= Medical School of Tianjin University =

Medical school in Tianjin, China

The Medical School of Tianjin University (), or Tianjin University School of Medicine, is the medical school of Tianjin University located in Tianjin, China. Founded in 2018, the school now has a number of affiliated hospitals and medical centers, responsible of medical education, research and treatment. It features in medicine-engineering combination.

==History==

In 2018, the Tianjin University Division of Medicine was established. More than 100 guests attended the ceremony. An important feature of the division is "combining medicine with engineering".

In 2023, the Division was renamed "Medical School of Tianjin University", with the first-level discipline and major of biomedical engineering transferred to the medical school.
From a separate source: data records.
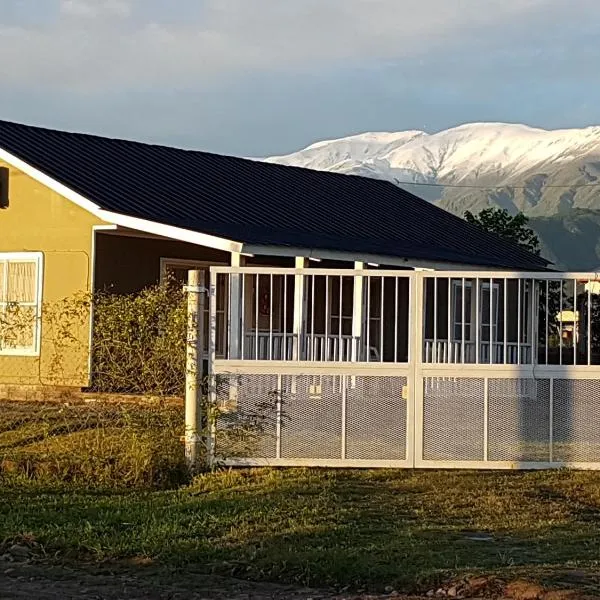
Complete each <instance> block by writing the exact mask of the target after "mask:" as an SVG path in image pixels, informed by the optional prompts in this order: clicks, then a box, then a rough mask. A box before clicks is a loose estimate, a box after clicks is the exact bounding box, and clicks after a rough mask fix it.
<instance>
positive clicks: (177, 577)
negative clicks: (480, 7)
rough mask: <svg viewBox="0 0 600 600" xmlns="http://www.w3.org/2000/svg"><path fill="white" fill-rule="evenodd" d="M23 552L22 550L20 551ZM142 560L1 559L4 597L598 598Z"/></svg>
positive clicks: (475, 580) (1, 580)
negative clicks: (83, 560)
mask: <svg viewBox="0 0 600 600" xmlns="http://www.w3.org/2000/svg"><path fill="white" fill-rule="evenodd" d="M17 554H19V551H17ZM146 564H149V563H145V562H144V561H141V562H140V563H138V568H133V569H132V568H131V567H132V565H131V563H129V564H128V566H127V565H116V566H107V567H102V568H101V567H94V568H88V569H84V568H79V567H78V568H69V567H65V566H61V567H58V566H51V565H47V564H43V563H36V562H33V563H31V562H19V561H15V562H5V561H2V562H0V598H2V600H13V599H14V600H24V599H25V598H27V599H30V598H36V599H39V600H59V599H61V600H62V599H63V598H70V599H73V600H83V599H86V600H121V599H122V600H141V599H142V598H143V599H147V600H179V599H181V600H184V599H185V600H199V599H209V598H210V599H213V600H225V599H228V600H284V599H289V600H310V599H312V600H431V598H432V597H433V598H436V597H444V598H471V599H475V598H478V599H481V600H483V599H490V598H494V599H507V600H508V599H512V600H582V599H584V598H594V597H595V598H597V596H595V595H588V596H585V595H580V594H578V593H577V592H575V591H574V590H554V591H552V590H547V589H544V588H543V587H542V586H540V585H538V584H536V583H532V582H527V581H520V580H519V581H514V582H510V583H508V584H507V583H503V582H501V581H500V580H498V579H496V578H493V577H476V578H471V579H465V580H461V581H459V582H454V583H448V584H447V585H446V586H444V587H443V588H440V589H438V590H435V591H433V590H432V591H430V592H429V593H428V595H427V596H425V597H416V596H410V597H408V596H403V595H401V594H399V593H397V592H395V591H393V590H392V591H388V592H387V593H385V594H382V595H370V594H358V595H355V594H339V593H335V592H332V591H324V590H314V589H306V588H298V587H295V586H285V585H277V584H270V583H260V582H249V581H242V580H238V579H233V578H225V577H219V576H216V575H209V574H202V573H196V572H193V571H190V570H179V571H166V570H158V569H155V568H154V567H152V566H144V565H146Z"/></svg>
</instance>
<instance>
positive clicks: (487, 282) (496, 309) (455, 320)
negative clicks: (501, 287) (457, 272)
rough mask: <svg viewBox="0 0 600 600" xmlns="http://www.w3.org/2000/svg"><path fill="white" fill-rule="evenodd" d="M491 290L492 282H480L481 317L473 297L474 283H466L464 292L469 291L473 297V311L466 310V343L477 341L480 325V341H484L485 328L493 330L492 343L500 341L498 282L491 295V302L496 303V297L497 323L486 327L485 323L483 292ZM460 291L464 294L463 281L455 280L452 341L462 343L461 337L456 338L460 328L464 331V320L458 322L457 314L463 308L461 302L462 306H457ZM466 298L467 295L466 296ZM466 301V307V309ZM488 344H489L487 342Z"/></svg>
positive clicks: (461, 317)
mask: <svg viewBox="0 0 600 600" xmlns="http://www.w3.org/2000/svg"><path fill="white" fill-rule="evenodd" d="M489 288H490V282H489V281H481V280H480V281H479V315H477V314H476V310H477V308H476V302H477V301H476V300H475V298H474V297H473V282H472V281H465V282H464V291H465V292H466V291H467V290H469V292H470V297H471V307H470V308H471V310H470V311H467V310H465V322H464V327H465V341H466V342H469V341H473V340H474V339H475V326H476V324H478V325H479V340H480V341H481V340H482V339H483V328H484V327H490V330H491V336H490V337H491V338H492V339H491V340H490V341H491V343H492V344H493V343H495V342H497V341H498V331H499V329H498V328H499V325H500V284H499V283H497V282H493V284H492V290H493V291H492V293H491V294H490V302H492V304H493V302H494V297H496V310H495V314H494V317H495V321H494V322H493V323H489V324H488V323H486V324H485V325H484V323H483V292H484V290H486V291H488V293H489ZM459 290H460V291H461V292H462V290H463V283H462V280H460V279H453V280H452V299H451V302H452V311H451V312H452V324H451V325H452V331H451V333H452V340H453V341H460V340H461V337H460V336H459V337H458V338H457V337H456V335H455V334H456V330H457V327H460V331H462V326H463V323H462V320H461V321H458V320H457V319H456V314H457V309H460V308H461V306H462V301H461V305H460V306H458V305H457V298H458V292H459ZM465 296H466V294H465ZM466 304H467V303H466V301H465V307H466ZM486 317H487V318H489V312H486ZM461 318H462V314H461ZM467 328H469V333H470V337H469V336H467V335H466V331H467ZM485 343H488V342H485Z"/></svg>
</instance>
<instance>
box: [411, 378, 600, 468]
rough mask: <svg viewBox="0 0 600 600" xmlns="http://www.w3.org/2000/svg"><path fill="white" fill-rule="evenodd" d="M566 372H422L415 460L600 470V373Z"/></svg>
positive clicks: (419, 464)
mask: <svg viewBox="0 0 600 600" xmlns="http://www.w3.org/2000/svg"><path fill="white" fill-rule="evenodd" d="M429 372H430V371H428V373H429ZM570 377H572V378H569V374H562V375H560V376H558V377H552V376H548V377H544V376H541V377H535V378H534V377H522V378H514V377H510V376H504V377H498V376H496V377H494V376H493V375H492V376H482V377H439V376H437V377H436V376H427V377H424V378H423V380H422V381H423V396H422V410H421V411H420V413H421V419H422V422H421V425H420V426H419V425H418V424H417V425H416V427H417V429H418V430H419V431H420V433H421V434H422V438H421V441H420V442H419V443H418V444H417V448H416V449H415V457H416V458H415V465H416V466H419V467H446V468H452V467H456V468H461V467H468V468H488V469H498V468H523V469H527V468H556V467H564V466H571V467H574V468H593V469H600V378H597V379H587V378H585V379H583V378H581V377H582V374H581V373H573V374H570ZM417 413H419V411H418V410H417Z"/></svg>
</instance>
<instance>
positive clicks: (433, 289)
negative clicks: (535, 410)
mask: <svg viewBox="0 0 600 600" xmlns="http://www.w3.org/2000/svg"><path fill="white" fill-rule="evenodd" d="M593 277H595V275H594V276H593ZM211 285H212V295H213V297H214V318H213V320H212V321H211V319H210V316H209V307H208V306H206V307H205V312H204V322H205V328H206V330H208V328H209V324H210V323H212V325H213V328H214V330H215V336H214V339H215V344H214V348H213V351H214V355H215V358H217V359H235V360H244V361H245V360H248V361H295V362H298V361H300V362H318V363H323V362H326V363H327V362H335V363H349V362H355V363H356V362H358V363H385V364H390V363H392V364H407V363H409V362H411V361H414V360H416V359H418V360H419V361H420V362H422V363H424V364H472V365H486V364H487V365H594V364H600V322H597V321H598V319H596V318H595V315H596V314H597V315H598V316H599V317H600V299H599V295H598V292H599V291H600V289H599V288H598V283H597V282H596V281H595V279H594V278H592V276H591V275H576V276H574V277H570V276H564V275H557V274H549V273H548V274H545V273H538V274H523V275H517V274H505V273H502V272H494V273H488V272H481V273H475V272H464V273H457V272H443V271H439V272H432V271H427V272H425V271H422V272H416V273H415V272H413V271H386V270H379V269H378V270H366V269H354V270H352V269H344V270H334V269H321V268H302V269H295V270H294V269H277V268H271V267H245V268H237V269H236V268H229V267H227V268H221V267H216V268H213V269H212V283H211ZM567 318H568V319H569V320H568V321H567ZM416 340H419V341H418V346H417V345H416ZM205 350H206V351H207V352H208V351H209V348H208V341H206V346H205Z"/></svg>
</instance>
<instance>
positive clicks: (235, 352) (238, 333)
mask: <svg viewBox="0 0 600 600" xmlns="http://www.w3.org/2000/svg"><path fill="white" fill-rule="evenodd" d="M241 262H242V261H241V256H240V253H239V252H232V253H231V266H232V267H240V266H241ZM241 279H242V276H241V275H237V274H232V275H231V276H230V280H229V285H230V288H231V289H230V290H229V298H230V307H229V310H230V313H229V358H230V359H232V360H237V359H238V358H241V352H240V351H241V344H242V343H243V341H244V332H243V331H241V326H242V294H241V287H242V286H241Z"/></svg>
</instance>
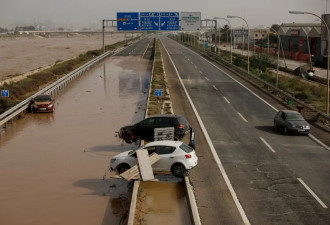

On September 16, 2026, the world's first ISO Standard for single-herb Traditional Chinese Medicine formula granules, i.e., ISO 21756:2026, was published. The development team was led by a professor from the Tianjin University medicine.

==Affiliated hospitals==
There are a number of medical hospitals and centers:

===Affiliated hospitals===
- Tianjin University Central Hospital
- Tianjin University Tianjin Hospital
- Tianjin University Haihe Hospital
- Tianjin University Children's Hospital
- Tianjin University Chest Hospital
- Tianjin University TEDA Hospital
- Tianjin University TEDA International Cardiovascular Hospital
- Tianjin University Jinnan Hospital
===Medical centers===
- Tianjin University Neurology Medical Center
- Tianjin University Integrated Traditional Chinese and Western Medicine Medical Center
- Tianjin University Aier Eye Hospital
- Tianjin University Convergence Medicine Center
- Tianjin University Psychiatry Center

==Programs==
The school offers batcher programs in:
- Biomedical Engineering
- Intelligent Medical Engineering,
- Clinical Medicine,
- Brain-Computer Interface
In addition, there are programs for postgraduate and continuing education, with a total of over 1,300 students.

==Other information==
In academic research, the Medical School of Tianjin University published 23 papers listed in Nature Index for the time period of 1 May 2025 - 30 April 2026, including 18 in health sciences. The school's Clinical Medicine is among the top Essential Science Indicators (ESI) 1% in the world.

The school hosts the National Key Laboratory of Advanced Medical Materials and Devices, and the National Health and Medical Big Data Research Institute.

In the "QS World University Rankings by Subject: Medicine 2026", Tianjin University School of Medicine ranks 651-700th among the 848 medical schools of the world. In EduRank, Tianjin University Medicine ranks 3rd among 19 medical schools in Tiajin.

Address: No. 92, Weijin Road, Nankai District, Tianjin.